Vardhamana, known to his followers as
Maharira (the Great Hero), was an elder contemporary of the Buddha.
Although the legends surrounding his life are less attractive than those
surrounding the Buddha’s, being even more formalized and unreliable, he
was undoubtedly a historical person. Under the name of Nigantha Nataputta,
he is often mentioned in the Buddhist scriptures as one of the Buddha’s
chief opponents.
The second son of Siddhartha, a Kshatriya
chieftain, Mahavira was born around 540 BC at Kundagrama, near modern
Patna in Bihar, and died in 468 BC according to scholarly opinion; but the
tradition says 599-527 BC.
On both sides of the family he belonged to
the ruling warrior classes which were a powerful force at the time.
Educated as a prince, according to one tradition Mahavira remained a
bachelor for life; according to another he married a princess who bore him
a daughter. Either way, at the age of twenty-eight, on the death of his
parents, he renounced his family life to become a beggar and ascetic,
seeking liberation from the cycle of birth, death and rebirth.

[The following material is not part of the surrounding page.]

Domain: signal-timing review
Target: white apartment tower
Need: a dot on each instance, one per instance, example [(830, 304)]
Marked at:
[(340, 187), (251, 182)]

At first he followed the ascetic practices
of a group founded some 250 years earlier by a certain Parsva. Parsva is
known as the twenty-third and Mahavira as the twenty-fourth of the
Tirthankaras, the `Ford-makers’, ‘Path-makers’ or great teachers of
Jainism, who guide their followers across the river of transmigration, For
over twelve years Mahavira wandered from place to place, living a life of
the greatest austerity and engaging in disputation. At first he wore only
a single piece of cloth, but after thirteen months he discarded even that
encumbrance and for the rest of his Life went about naked.